Friday, November 11, 2011

Review: Kitty Goes to Washington by Carrie Vaughn, book 2 of the Kitty Norville series

Kitty is taking her radio show to Washington DC

After the existence of vampires and weres became more and more unavoidable and more and more well known beyond the fringe, the government has finally had to take notice. Not least of which because there's a government department appropriating funds to investigating paranormal biology.

Kitty, as one of the few publicly open and known werewolves, has been called to testify in front of the Senate committee. But the chairman of the committee is a senator she's known before – a religious fanatic who is convinced that vampires and weres are devil spawn that need to be destroyed – is this an investigation or a witch hunt? And to further add to the doubt and confusion it seems that the government scientists, Dr. Flemming, who she has been working with is neither as pure in his methods or his intentions as she had previously thought – just how compromised are the doctor's ethics and what risk does that pose for Kitty?

In DC she also again runs into the mysterious priest, Elijah Smith, with his strange power to suppress supernatural natures and compel vampires and weres to follow him in his travelling commune. She also finally gets to see how weres can exist without a pack – and a whole different side to vampires.

There's a lot going on in this book and a huge chunk more of the world is revealed, with considerably more possibilities – things have got a whole lot deeper for Kitty and her world.

This world remains one that intrigues me. While it has many of the Urban Fantasy staples and most of them follow along very strong lines (which isn't a bad thing, the classics became classics for a reason and it's actually nice to see a lot of the legends represented rather than so many discarded) we still have a very original moment. This series is taking part as the supernatural is revealed to the mortal world. This isn't where the supernatural world is hidden nor is it after the supernatural world is known to the more mundane world – this is the first series where we're seeing the actual revelation

I'm also glad we saw the flip side of not having a pack. Idyllic and peaceful on the outside, with everyone doing their own thing with no rules or restrictions or politics or games of dominance and submission – but at the same time you don't have people looking out for you, caring about you, worrying about you and ready and willing to back you up, support you and dig you out. I really liked how well it was done – the contrast of freedom and security – of how not owing anyone also meant no-one owed you anything either.

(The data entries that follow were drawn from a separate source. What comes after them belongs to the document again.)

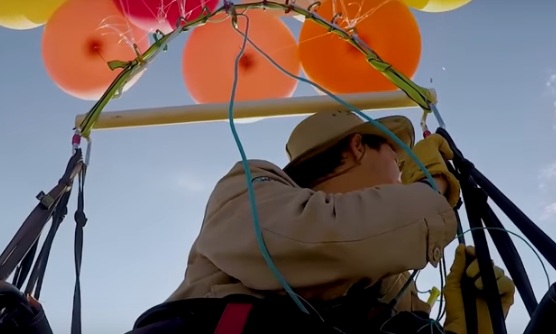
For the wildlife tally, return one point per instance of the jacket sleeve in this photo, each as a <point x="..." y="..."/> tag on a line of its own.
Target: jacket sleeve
<point x="315" y="238"/>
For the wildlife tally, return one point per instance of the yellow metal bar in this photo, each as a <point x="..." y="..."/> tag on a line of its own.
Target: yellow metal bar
<point x="252" y="109"/>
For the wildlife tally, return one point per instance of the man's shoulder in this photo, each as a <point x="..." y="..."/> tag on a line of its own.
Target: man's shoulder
<point x="259" y="170"/>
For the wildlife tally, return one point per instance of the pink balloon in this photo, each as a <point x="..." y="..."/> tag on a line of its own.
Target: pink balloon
<point x="148" y="15"/>
<point x="188" y="9"/>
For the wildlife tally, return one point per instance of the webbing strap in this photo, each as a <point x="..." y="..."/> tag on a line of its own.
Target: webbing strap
<point x="233" y="318"/>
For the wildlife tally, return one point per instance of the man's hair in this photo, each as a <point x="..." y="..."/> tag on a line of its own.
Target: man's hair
<point x="307" y="173"/>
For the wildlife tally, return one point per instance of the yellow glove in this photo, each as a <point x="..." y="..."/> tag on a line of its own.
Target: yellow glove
<point x="432" y="151"/>
<point x="455" y="311"/>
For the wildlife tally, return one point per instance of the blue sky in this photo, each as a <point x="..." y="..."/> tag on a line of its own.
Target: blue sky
<point x="493" y="64"/>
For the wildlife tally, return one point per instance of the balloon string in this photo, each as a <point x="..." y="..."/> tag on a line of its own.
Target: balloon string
<point x="418" y="94"/>
<point x="247" y="170"/>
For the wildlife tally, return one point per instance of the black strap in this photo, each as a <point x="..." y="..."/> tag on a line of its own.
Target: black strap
<point x="29" y="232"/>
<point x="80" y="220"/>
<point x="20" y="252"/>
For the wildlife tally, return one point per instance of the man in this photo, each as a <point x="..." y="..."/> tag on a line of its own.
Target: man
<point x="339" y="226"/>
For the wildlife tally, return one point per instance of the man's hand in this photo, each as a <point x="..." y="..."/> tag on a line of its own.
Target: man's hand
<point x="455" y="314"/>
<point x="432" y="152"/>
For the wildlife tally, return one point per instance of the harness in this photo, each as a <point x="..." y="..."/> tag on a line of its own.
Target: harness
<point x="357" y="312"/>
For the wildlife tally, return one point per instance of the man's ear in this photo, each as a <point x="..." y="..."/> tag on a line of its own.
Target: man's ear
<point x="356" y="146"/>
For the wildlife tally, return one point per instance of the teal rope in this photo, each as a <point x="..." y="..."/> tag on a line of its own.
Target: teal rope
<point x="258" y="233"/>
<point x="250" y="190"/>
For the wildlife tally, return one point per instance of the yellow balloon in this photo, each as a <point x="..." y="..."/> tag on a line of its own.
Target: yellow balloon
<point x="27" y="14"/>
<point x="436" y="6"/>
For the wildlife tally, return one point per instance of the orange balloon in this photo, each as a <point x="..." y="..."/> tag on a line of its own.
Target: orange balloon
<point x="210" y="52"/>
<point x="78" y="41"/>
<point x="386" y="26"/>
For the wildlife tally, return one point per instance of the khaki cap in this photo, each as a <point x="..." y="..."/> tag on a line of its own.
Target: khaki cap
<point x="322" y="130"/>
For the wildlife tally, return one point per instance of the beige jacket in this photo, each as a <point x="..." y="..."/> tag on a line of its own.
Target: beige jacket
<point x="321" y="243"/>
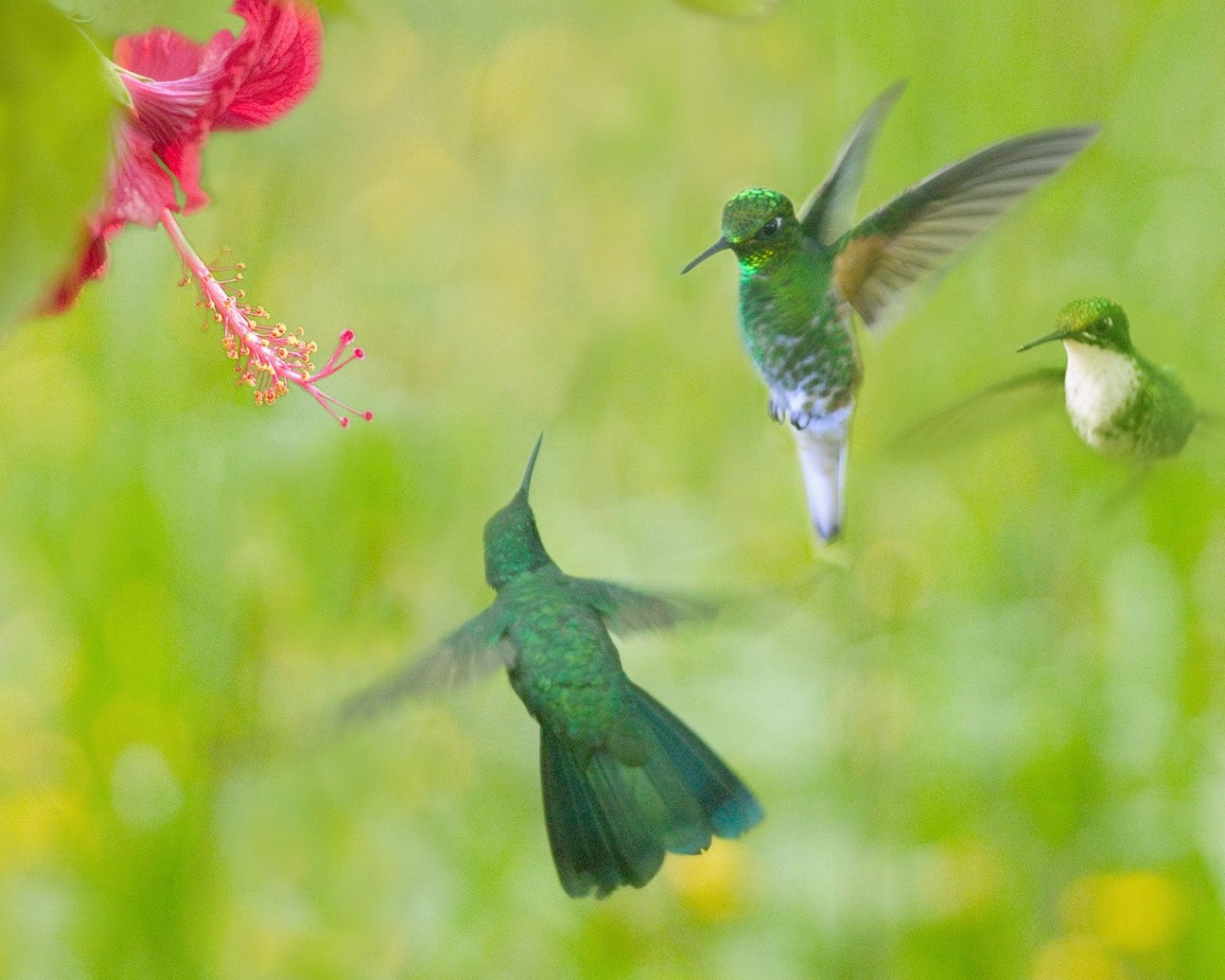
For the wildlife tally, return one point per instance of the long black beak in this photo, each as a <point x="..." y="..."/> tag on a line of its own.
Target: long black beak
<point x="1058" y="335"/>
<point x="714" y="249"/>
<point x="527" y="475"/>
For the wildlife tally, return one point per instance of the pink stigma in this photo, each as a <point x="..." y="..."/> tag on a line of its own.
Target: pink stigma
<point x="268" y="357"/>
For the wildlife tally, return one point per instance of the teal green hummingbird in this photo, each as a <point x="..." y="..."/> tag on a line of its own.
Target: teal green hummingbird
<point x="803" y="276"/>
<point x="624" y="779"/>
<point x="1120" y="403"/>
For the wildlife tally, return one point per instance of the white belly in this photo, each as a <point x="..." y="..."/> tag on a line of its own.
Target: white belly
<point x="1099" y="385"/>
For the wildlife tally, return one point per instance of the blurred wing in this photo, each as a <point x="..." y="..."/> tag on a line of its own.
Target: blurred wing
<point x="828" y="212"/>
<point x="983" y="413"/>
<point x="626" y="611"/>
<point x="477" y="648"/>
<point x="920" y="232"/>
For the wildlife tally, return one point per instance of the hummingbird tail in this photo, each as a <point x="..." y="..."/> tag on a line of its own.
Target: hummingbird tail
<point x="612" y="822"/>
<point x="823" y="460"/>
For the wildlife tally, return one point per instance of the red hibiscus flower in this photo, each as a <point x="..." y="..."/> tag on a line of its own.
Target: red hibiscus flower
<point x="179" y="93"/>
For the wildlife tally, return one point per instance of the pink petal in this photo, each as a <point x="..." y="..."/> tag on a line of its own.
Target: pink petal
<point x="280" y="65"/>
<point x="140" y="188"/>
<point x="91" y="265"/>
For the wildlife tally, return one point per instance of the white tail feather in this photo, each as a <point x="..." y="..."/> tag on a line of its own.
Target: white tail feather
<point x="823" y="459"/>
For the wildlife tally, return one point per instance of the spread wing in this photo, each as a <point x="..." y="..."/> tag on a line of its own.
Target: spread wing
<point x="477" y="648"/>
<point x="988" y="411"/>
<point x="830" y="211"/>
<point x="920" y="232"/>
<point x="626" y="611"/>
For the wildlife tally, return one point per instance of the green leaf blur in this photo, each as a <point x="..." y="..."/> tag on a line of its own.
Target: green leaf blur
<point x="987" y="730"/>
<point x="54" y="112"/>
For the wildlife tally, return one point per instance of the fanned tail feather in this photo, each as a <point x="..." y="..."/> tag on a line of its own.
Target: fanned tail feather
<point x="611" y="823"/>
<point x="823" y="460"/>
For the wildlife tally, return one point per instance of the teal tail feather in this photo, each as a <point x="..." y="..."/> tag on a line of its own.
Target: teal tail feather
<point x="612" y="822"/>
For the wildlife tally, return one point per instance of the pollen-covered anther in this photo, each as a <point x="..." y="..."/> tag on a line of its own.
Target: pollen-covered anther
<point x="268" y="357"/>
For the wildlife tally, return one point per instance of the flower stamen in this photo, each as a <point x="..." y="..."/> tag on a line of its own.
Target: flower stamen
<point x="268" y="357"/>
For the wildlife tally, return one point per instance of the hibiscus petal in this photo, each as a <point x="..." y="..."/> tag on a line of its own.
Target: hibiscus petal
<point x="276" y="61"/>
<point x="92" y="265"/>
<point x="140" y="187"/>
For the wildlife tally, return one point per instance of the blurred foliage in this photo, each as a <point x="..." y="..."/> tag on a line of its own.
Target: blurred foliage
<point x="54" y="113"/>
<point x="988" y="729"/>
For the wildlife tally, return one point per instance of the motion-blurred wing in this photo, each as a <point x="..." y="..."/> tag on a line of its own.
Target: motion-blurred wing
<point x="626" y="611"/>
<point x="477" y="648"/>
<point x="985" y="412"/>
<point x="920" y="232"/>
<point x="830" y="211"/>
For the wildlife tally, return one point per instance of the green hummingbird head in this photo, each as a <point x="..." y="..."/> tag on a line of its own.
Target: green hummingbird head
<point x="1097" y="323"/>
<point x="512" y="543"/>
<point x="758" y="226"/>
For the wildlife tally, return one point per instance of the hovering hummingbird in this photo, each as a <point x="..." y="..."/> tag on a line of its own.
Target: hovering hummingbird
<point x="624" y="779"/>
<point x="801" y="276"/>
<point x="1119" y="402"/>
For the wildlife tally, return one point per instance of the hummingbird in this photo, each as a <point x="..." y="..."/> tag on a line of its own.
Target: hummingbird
<point x="1120" y="403"/>
<point x="624" y="779"/>
<point x="803" y="276"/>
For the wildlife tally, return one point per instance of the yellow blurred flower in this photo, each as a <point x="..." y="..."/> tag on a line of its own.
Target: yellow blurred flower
<point x="712" y="884"/>
<point x="1133" y="911"/>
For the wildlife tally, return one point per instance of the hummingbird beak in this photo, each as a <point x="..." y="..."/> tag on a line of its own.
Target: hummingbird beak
<point x="1058" y="335"/>
<point x="527" y="473"/>
<point x="717" y="248"/>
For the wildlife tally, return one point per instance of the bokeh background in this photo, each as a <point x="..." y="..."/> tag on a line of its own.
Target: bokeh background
<point x="988" y="729"/>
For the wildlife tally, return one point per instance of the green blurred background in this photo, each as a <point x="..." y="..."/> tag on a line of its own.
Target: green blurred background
<point x="988" y="729"/>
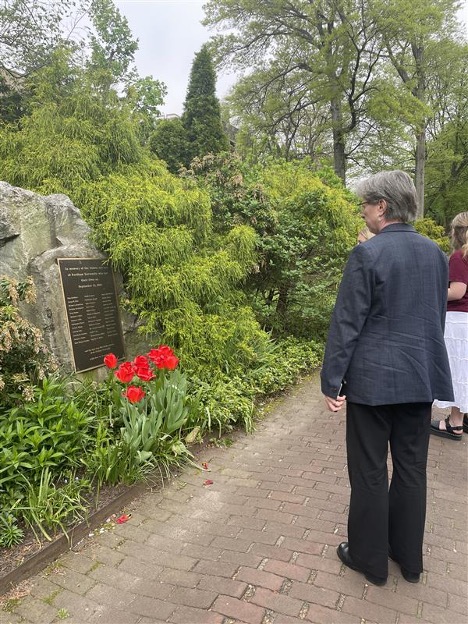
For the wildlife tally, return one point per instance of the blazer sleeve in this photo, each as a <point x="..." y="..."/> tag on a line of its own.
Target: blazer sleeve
<point x="349" y="315"/>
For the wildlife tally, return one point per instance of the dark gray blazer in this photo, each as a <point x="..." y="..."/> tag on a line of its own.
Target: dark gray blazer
<point x="386" y="337"/>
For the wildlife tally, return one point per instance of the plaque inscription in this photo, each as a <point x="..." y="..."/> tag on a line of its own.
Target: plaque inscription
<point x="92" y="311"/>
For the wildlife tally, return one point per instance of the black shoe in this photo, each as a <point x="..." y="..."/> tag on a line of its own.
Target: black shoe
<point x="410" y="577"/>
<point x="343" y="554"/>
<point x="448" y="432"/>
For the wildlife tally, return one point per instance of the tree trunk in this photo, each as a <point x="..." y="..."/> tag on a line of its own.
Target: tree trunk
<point x="419" y="171"/>
<point x="339" y="159"/>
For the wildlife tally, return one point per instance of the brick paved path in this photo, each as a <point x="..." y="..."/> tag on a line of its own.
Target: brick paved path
<point x="258" y="545"/>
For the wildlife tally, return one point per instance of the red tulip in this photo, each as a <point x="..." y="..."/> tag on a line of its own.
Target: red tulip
<point x="110" y="360"/>
<point x="125" y="372"/>
<point x="134" y="394"/>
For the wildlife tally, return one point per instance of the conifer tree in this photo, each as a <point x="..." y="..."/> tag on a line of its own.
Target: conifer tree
<point x="202" y="112"/>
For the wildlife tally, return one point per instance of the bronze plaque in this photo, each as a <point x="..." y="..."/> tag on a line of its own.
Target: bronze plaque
<point x="92" y="311"/>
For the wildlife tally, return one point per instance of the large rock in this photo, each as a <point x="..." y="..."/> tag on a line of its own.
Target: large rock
<point x="34" y="232"/>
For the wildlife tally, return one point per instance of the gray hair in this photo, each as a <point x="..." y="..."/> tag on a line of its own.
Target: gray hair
<point x="398" y="190"/>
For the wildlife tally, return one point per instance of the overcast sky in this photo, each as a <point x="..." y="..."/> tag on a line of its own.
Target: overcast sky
<point x="169" y="33"/>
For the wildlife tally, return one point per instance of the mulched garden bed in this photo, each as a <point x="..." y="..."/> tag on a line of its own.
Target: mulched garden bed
<point x="35" y="552"/>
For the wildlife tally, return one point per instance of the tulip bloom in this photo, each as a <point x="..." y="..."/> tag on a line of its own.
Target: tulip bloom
<point x="110" y="360"/>
<point x="134" y="394"/>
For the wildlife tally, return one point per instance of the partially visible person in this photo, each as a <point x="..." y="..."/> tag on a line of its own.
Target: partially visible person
<point x="364" y="235"/>
<point x="386" y="353"/>
<point x="456" y="334"/>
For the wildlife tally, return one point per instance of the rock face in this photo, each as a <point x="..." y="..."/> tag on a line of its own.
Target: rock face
<point x="34" y="232"/>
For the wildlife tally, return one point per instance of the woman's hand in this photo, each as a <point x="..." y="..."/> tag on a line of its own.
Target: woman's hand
<point x="456" y="291"/>
<point x="334" y="404"/>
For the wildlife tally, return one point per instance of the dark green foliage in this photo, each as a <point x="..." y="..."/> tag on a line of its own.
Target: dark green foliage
<point x="202" y="113"/>
<point x="306" y="223"/>
<point x="169" y="143"/>
<point x="429" y="228"/>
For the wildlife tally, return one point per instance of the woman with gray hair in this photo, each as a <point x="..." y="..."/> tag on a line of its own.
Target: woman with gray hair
<point x="386" y="356"/>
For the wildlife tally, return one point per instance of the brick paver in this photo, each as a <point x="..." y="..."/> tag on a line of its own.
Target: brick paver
<point x="257" y="546"/>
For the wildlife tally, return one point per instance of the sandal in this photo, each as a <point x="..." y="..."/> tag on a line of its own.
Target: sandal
<point x="448" y="432"/>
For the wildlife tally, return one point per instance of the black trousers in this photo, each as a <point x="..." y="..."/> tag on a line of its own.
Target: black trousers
<point x="380" y="516"/>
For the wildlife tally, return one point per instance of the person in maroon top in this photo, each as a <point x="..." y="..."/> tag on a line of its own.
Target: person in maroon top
<point x="456" y="334"/>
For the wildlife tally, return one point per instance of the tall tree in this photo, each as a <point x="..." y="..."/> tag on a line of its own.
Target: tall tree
<point x="411" y="32"/>
<point x="330" y="46"/>
<point x="202" y="113"/>
<point x="447" y="136"/>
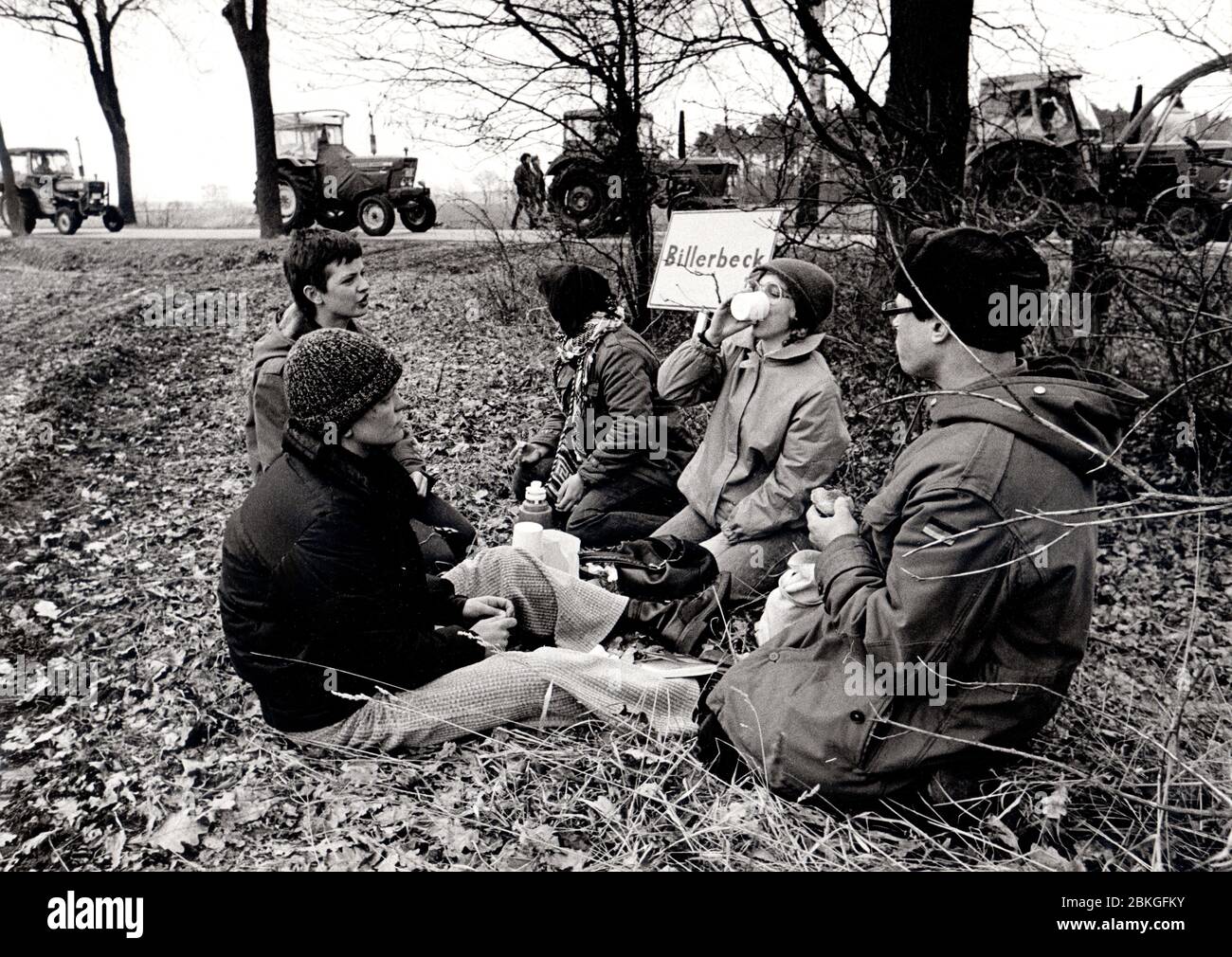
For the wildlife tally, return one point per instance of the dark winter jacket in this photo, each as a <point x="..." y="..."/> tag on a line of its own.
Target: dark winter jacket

The plot was also very together. I didn't know where it was going, it was a completely new angle and I predict any of it. I won't say it had a lot of twists (though there were some) but it was a complete mystery and I had no idea how any of the plot lines would resolve until they actually did. It remained interesting and compelling throughout, always keeping me engaged and curious to see what happens next and where the story was going.

Ok, there's a moment that bothered me. For some reason they decided to go check out Elijah the freaky preacher with a psychic she'd just met and a reporter for one of those out-there monster shows (y'know, the TV equivalent of the Weekly World News). She just decided to go. No special reason why she should, let alone without reliable backup. And wouldn't you know it, the reporter just happened to have special special protective charms to hand out AND a grandma who knew exactly what to do about Elijah. It wasn't book breaking but the plot did wobble rather there, methinks.

If I had one other niggle it's that the ending was too pat. The committee seemed to be very restrained and reasonable with their findings and it felt, well, too ideal maybe. Or maybe I have too much cynicism. Other than these two, I think the story held together well without plot holes are head scratching

Kitty as a character is something I can't decide on. She's strong and independent at times and then she turns round and tolerates dominance and control – then she seems to resent it and rebels and defies in a way that seems to reject even simple kindness... then capitulates in the face of arrogant high handedness. I won't say she's an unreasonable character, I would say more she is a growing character, a maturing character just realising her strength but still assailed with doubts. So she's either very complex and nuanced and well written – or she's inconsistent and clumsy and not well characterised. I'm not sure which :)

We do have some POC in this book, quite a few. But most of them by far seem to be presented as foreign. They were decent characters and not overtly problematic (though certainly bit characters) but at the same time POC = from some exotic other place is not a great trope.

We had some vague past references to GBLTness – Kitty and Arlett hurriedly assuring each other that they're straight (*eye roll*) and a story about gay couple causing political chaos with their infantile love affair. Thankfully both are very very brief side points and after the treatment of TJ last book, I'm pleased by that.

While, so far, the book has generally avoided too much the tope of fantastic prejudice (where being supernatural is often compared to being a marginalised group that faces discrimination, oppression and persecution) we're skirting the line and I fear we may be heading rapidly in that direction

All in all, I am much happier with this book than I was the first book. Kitty is a much stronger person, there are less problematic elements and the story feels more concise and less vaguely rambly. The plot lines were more concise, there weren't loose threads hanging around and they flowed together naturally. And while Kitty makes a decision or two that make me scratch my head in bewilderment, I'm not actually screaming “why why WHY would you do this?!” at my kindle as I was before.